Tuesday, March 7, 2017

Web attacks detection using machine learning

This article describes an experiment of applying classifiers to detect intrusions/suspicious activities in HTTP server logs. The used classifiers are Logistic Regression and Decision Tree Classifier, they are implemented using sklearn Python library.

1. Used Datasets

The used datasets are available in http://www.secrepo.com/self.logs/. For this experiment, I used October 2016 to January 2016 access logs as training data and February access logs for testing.

2. Data preparation

Classification is a machine learning method. Classifiers could be implemented using both supervised and unsupervised learning algorithms. In this article we will be implementing a supervised classifiers which means that they need to be trained with labeled data before using them to make prediction. Thus, training data has to be labeled, and we have to to choose the features we will use for prediction. Data preparation consists of extracting the wanted features from raw http server log files and labeling it using two labels: 1 to say that an unite of data is considered as an attack an 0 for normal behaviors.

a. Features extraction

The following features are chosen:
  • HTTP return code 
  • URL length
  • Number of parameters in the query 
There features are extracted form the raw log file using the following function which take as input the raw log file name and returns a hash of features.

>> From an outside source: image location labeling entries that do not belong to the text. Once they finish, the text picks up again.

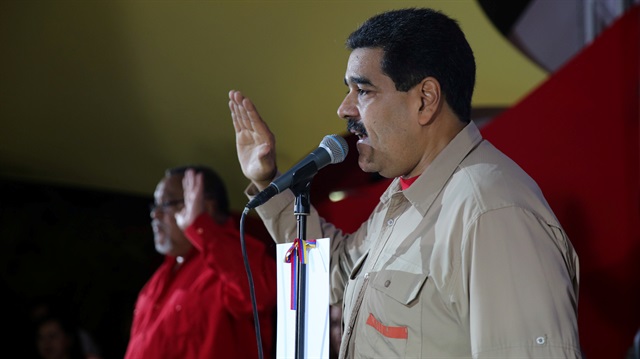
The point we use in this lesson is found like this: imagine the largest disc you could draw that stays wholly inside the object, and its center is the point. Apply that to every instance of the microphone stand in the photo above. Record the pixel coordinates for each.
(302, 209)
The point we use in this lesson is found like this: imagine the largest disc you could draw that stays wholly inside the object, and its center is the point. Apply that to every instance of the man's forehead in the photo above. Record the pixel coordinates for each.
(363, 65)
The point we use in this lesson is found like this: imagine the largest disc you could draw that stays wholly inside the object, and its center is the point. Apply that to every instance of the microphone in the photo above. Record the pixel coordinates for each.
(332, 149)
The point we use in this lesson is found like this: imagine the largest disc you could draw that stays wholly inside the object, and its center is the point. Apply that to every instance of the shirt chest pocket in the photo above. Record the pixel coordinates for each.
(390, 318)
(403, 287)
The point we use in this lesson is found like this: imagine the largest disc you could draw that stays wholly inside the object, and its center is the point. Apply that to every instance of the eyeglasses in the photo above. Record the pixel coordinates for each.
(165, 206)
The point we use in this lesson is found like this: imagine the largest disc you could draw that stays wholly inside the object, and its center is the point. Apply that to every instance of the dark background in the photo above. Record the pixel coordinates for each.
(91, 250)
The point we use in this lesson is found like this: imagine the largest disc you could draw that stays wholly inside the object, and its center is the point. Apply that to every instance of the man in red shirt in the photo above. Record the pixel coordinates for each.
(197, 304)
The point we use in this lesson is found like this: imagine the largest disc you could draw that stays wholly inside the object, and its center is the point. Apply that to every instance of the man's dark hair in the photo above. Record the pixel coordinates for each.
(214, 188)
(421, 43)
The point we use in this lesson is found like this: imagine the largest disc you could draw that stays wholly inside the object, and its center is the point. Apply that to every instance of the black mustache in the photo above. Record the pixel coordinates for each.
(357, 126)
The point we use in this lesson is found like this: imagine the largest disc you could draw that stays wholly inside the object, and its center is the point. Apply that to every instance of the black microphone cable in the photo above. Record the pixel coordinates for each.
(252, 292)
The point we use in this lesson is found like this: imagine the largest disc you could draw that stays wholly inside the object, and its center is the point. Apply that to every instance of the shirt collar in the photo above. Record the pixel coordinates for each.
(426, 188)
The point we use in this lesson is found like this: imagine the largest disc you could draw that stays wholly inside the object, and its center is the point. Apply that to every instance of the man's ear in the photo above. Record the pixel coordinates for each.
(430, 97)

 #Retrieve data form a a http log file (access_log)
 def extract_data(log_file):
        regex = '([(\d\.)]+) - - \[(.*?)\] "(.*?)" (\d+) (.+) "(.*?)" "(.*?)"'
        data={}
        log_file=open(log_file,'r')
        for log_line in log_file:
                log_line=re.match(regex,log_line).groups()
                size=str(log_line[4]).rstrip('\n')
                return_code=log_line[3]
                url=log_line[2]
                param_number=len(url.split('&'))
                url_length=len(url)
                if '-' in size:
                        size=0
                else:
                        size=int(size)
                if (int(return_code)>0):
                        charcs={}
                        charcs['size']=int(size)
                        charcs['param_number']=int(param_number)
                        charcs['length']=int(url_length)
                        charcs['return_code']=int(return_code)
                        data[url]=charcs
        return data



b. Data labeling

Labeling consists of attributing a label for each unit of data, this label will indicate if the concerned log line is considered as an attack or not. Labeling should normally be done manually by experimented security engineer, in this example it is done automatically using a function that looks for specific patterns in each URL and decide if it is about an attack. This automation is done just for experimental purpose, it will be really better if you label your data manually.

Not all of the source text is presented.